De Wet op de Europese Ondernemingsraden (hierna: de WEOR) strekt tot uitvoering van de Richtlijn inzake de instelling van een Europese ondernemingsraad (Richtlijn 2009/38/EG). Richtlijn 2009/38/EG ziet op verstrekking van informatie aan en raadpleging van werknemers. Via een Europese ondernemingsraad wordt vorm gegeven aan deze informatie- en raadplegingsplicht. De informatie- en raadplegingsplicht geldt voor aangelegenheden met een transnationaal karakter. Een kwestie wordt als transnationaal beschouwd als zij van belang is voor de hele onderneming met een communautaire dimensie. Partijen houdt verdeeld of de mogelijke sluiting van twee vestigingen in Spanje kwalificeert als een grensoverschrijdende aangelegenheid in de zin van de WEOR, dan wel in de zin van de EWC Agreement. De voorzieningenrechter acht voldoende aannemelijk dat sprake is van een grensoverschrijdende aangelegenheid. Het gaat hier om circa twintig procent van het Europese personeelsbestand dat wellicht ontslagen gaat worden. Overigens lijkt Alcoa er zelf ook van uit te gaan dat sprake is van een grensoverschrijdende aangelegenheid. Alcoa heeft immers EWC al op de hoogte gesteld van haar voornemen. Volgens Alcoa is er echter nog geen definitief besluit genomen omtrent de beëindiging van de twee Spaanse vestigingen. Alcoa wijst er daarbij op dat zij op 17 oktober 2018 zowel EWC als de Spaanse ondernemingsraden heeft geïnformeerd over de voorgenomen reorganisatie van de twee vestigingen. Alcoa stelt daarbij voorts dat zij de in het Spaanse werknemersstatuut voorgeschreven in acht te nemen termijnen van overleg respecteert. De voorzieningenrechter stelt vast dat er tot op heden geen objectief bewijs voorhanden is dat het besluit tot sluiting van de twee Spaanse vestigingen al is genomen. Aan dit oordeel doet niet zonder meer af dat Alcoa volgens EWC inmiddels met de Spaanse vakbonden en medezeggenschapsorganen een consultatieproces heeft opgestart met onder andere als doel een eventueel sociaal plan af te spreken. Het bespreken van een sociaal plan en het bereiken van een akkoord daarover kan immers een relevante factor van betekenis zijn bij het bepalen van het definitieve standpunt van Alcoa om de twee Spaanse vestigingen al dan niet te sluiten. Er kan daarom voorshands niet worden aangenomen dat Alcoa haar rechtsplicht heeft geschonden om de Europese ondernemingsraad tijdig te informeren en te raadplegen.

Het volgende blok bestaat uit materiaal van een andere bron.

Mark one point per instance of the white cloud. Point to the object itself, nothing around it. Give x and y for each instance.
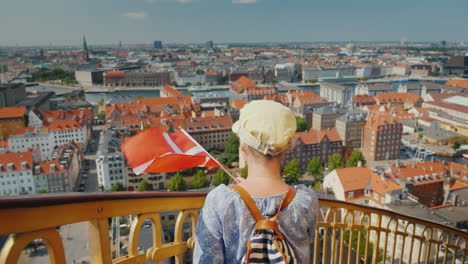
(244, 1)
(135, 15)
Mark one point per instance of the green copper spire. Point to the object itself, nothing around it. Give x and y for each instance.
(85, 45)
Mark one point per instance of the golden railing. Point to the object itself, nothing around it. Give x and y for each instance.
(346, 233)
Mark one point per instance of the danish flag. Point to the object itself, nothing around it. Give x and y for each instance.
(154, 150)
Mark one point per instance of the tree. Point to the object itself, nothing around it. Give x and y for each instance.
(220, 177)
(177, 183)
(144, 186)
(335, 161)
(199, 180)
(301, 124)
(245, 172)
(117, 187)
(456, 144)
(355, 158)
(314, 167)
(232, 148)
(292, 171)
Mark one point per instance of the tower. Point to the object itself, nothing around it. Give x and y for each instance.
(85, 48)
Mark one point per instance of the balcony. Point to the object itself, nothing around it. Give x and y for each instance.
(346, 233)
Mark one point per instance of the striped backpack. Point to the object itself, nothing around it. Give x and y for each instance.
(268, 244)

Wie moet eerst geraadpleegd worden?
Partijen houdt voorts verdeeld of éérst EWC (volledig) geïnformeerd en geraadpleegd moet worden over de mogelijke sluiting van twee vestigingen in Spanje, voordat raadpleging op nationaal Spaans niveau plaatsvindt. EWC stelt echter, met een beroep op de Wet Melding Collectief Ontslag (WMCO), dat zij als eerste geïnformeerd en geraadpleegd moet worden. Naar voorlopig oordeel rust op Alcoa niet de verplichting om eerst EWC te consulteren alvorens zij in overleg treedt met Spaanse ondernemingsraden en vakbonden. De WMCO bepaalt juist dat de vakbonden tijdig op de hoogte gesteld moeten worden. Het beroep van EWC op de WMCO is derhalve onjuist. De EWC Agreement bepaalt evenmin dat EWC als eerste geconsulteerd moet worden.